El convenio de la pizarra marca la división sindical en Valdeorras

LEMOS

El convenio del sector de la pizarra será rubricado únicamente por el sindicato UGT, repitiéndose lo sucedido tres años atrás con el acuerdo anterior. Los otros dos grupos sentados en la mesa negociadora, CC. OO. y CIG, siguen viendo «muy difícil» poder firmar la propuesta de la patronal, aunque sus representantes prefieren esperar a hablar con la asamblea de afiliados (que los tres sindicatos celebrarán en O Barco y Quiroga en los próximos días) antes de pronunciarse tajantes.

Desde UGT, José Paradelo argumenta que «a oferta que forzamos á patronal a presentar é moi similar ao que pediamos na nosa proposta, á que se acerca moito excepto no da rebaixa da xornada [una cuestión sobre la que la patronal dijo desde un principio que no era negociable]», por lo que ayer llegaron a un preacuerdo que se firmará en la próxima reunión, fijada para el 6 de marzo. Paradelo resalta el hecho de que «se logra que o 70% dos contratos sexan indefinidos».

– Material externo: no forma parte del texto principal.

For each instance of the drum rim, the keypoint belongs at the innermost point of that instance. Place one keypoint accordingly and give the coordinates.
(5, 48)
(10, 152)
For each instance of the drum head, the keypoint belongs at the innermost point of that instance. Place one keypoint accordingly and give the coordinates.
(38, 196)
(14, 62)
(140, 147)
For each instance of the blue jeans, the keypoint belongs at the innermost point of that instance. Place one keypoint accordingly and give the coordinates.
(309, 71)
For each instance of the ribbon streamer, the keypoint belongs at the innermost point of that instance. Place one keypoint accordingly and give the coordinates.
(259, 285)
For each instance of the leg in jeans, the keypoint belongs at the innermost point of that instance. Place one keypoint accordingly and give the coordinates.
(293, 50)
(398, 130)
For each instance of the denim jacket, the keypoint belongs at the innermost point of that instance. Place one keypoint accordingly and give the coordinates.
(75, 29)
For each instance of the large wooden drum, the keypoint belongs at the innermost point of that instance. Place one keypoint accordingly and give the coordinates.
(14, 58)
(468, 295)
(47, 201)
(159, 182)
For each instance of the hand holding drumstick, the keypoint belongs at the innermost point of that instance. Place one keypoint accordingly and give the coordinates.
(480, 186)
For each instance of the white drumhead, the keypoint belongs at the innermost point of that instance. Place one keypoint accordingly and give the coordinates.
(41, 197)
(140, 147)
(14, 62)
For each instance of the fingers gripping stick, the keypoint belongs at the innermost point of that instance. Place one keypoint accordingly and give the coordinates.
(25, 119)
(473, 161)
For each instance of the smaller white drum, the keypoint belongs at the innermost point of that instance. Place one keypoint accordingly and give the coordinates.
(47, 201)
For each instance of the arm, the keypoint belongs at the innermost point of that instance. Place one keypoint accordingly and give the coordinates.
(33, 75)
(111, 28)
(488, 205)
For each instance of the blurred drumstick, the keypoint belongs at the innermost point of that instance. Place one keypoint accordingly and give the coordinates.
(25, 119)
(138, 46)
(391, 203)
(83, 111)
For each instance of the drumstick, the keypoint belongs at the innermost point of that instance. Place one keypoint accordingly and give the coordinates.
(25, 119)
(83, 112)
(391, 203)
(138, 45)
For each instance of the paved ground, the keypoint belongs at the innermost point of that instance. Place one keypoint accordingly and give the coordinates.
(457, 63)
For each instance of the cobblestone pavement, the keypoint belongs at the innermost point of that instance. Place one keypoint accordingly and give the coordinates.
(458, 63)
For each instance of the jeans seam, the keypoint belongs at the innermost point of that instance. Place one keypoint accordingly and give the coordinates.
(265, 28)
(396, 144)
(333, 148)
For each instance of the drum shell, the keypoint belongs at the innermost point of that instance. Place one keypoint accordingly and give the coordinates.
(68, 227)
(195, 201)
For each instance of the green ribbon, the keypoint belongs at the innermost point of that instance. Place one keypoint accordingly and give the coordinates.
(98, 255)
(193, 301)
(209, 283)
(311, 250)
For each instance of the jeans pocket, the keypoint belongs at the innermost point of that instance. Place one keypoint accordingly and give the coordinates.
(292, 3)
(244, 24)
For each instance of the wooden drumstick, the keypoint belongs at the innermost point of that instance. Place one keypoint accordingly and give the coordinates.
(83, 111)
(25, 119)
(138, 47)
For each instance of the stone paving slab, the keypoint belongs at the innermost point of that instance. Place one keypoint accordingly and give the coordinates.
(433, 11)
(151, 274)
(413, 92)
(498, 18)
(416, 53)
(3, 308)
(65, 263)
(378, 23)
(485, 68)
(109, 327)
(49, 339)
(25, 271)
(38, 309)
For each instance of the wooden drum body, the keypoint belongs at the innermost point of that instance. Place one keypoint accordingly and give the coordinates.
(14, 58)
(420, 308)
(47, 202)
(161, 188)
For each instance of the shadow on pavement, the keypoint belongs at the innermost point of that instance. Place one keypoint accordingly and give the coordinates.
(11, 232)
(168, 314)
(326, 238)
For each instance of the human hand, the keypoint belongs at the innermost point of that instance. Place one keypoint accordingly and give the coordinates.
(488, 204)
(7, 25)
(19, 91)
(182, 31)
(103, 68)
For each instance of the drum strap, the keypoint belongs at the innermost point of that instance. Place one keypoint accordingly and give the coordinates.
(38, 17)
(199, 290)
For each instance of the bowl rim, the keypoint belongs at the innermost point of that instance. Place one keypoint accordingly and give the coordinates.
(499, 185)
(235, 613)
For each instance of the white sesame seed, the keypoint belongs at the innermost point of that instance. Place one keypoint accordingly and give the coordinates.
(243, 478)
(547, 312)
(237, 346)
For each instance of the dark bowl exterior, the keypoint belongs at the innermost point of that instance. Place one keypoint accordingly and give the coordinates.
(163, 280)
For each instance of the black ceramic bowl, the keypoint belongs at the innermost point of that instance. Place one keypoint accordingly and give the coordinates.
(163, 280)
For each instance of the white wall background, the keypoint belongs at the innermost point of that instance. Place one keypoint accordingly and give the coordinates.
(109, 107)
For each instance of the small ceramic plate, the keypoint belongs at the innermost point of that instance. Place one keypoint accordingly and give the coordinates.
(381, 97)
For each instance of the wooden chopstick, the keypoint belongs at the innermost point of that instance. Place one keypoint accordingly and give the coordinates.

El incremento salarial será del IPC más 2 puntos cada año (a lo que se une una revisión salarial del IPC más un punto los tres años). En cuanto a la póliza de seguros, está marca en 36.000 euros el dinero a cobrar en caso de accidente con consecuencia de gran invalidez e incapacidad absoluta, 29.000 para incapacidad total, y 33.000 para muerte. Sufrir una enfermedad profesional o común reportará 24.000 euros. Además, se creará el contrato de relevo, cuyos términos se negociarán de manera individual entre empresas y trabajadores; así como el Fondo social de la pizarra «con el fin de mejorar la condiciones salariales, laborales, económicas y culturales de los trabajadores de este sector y sus familiares», tal y como reza en el preacuerdo. «A nosa intención era sacar o convenio adiante pronto, porque mentres non se firma os traballadores están sen el», decía Paradelo. Remarca que se trata de un acuerdo «bo para o sector» y asegura que UGT es una «plataforma seria que pide cousas lóxicas sen facer demagoxia como algúns, que despois nen sequera defenden as súas propostas na mesa».

En contra

Una referencia a los dos otros dos sindicatos sentados en la mesa negociadora, CC. OO. y CIG (ambos con un único representante frente a los tres de UGT, por lo que la firma de este último basta para sacar adelante el convenio), cuyos portavoces veían muy lejana la posibilidad de estampar su firma el día 6.

«Temos que estudialo, pero está claro que non se acerca para nada ao que nós pediamos», remarca Adriano Brito desde CIG. «De todas maneiras, hai que falalo, aínda que moito terían que cambiar as cousas... porque eu teño un mandato claro da asamblea e non ten nada que ver con isto». Y es que en la propuesta de la patronal no aparecen demandas como «a redución da xornada, os permisos ou a IT [incapacidad temporal]», lo que la sitúa «moi lonxe das nosas pretensións».

En similares términos se expresaba Luis Alba desde Comisiones Obreras, aunque sin hacer demasiadas declaraciones, que dará esta tarde en una rueda de prensa. Se limitó a decir que «lo seguimos viendo muy difícil», porque «apenas hay ningún avance sobre lo que ya había». Puntualiza también que la «mayoría de los puntos ya vienen dados por la ley», en referencia al cumplimiento de la normativa de seguridad e higiene, en materia de riesgos laborales, y en el fomento de la igualdad entre hombres y mujeres.

El nuevo documento tendrá también tres años de vigencia.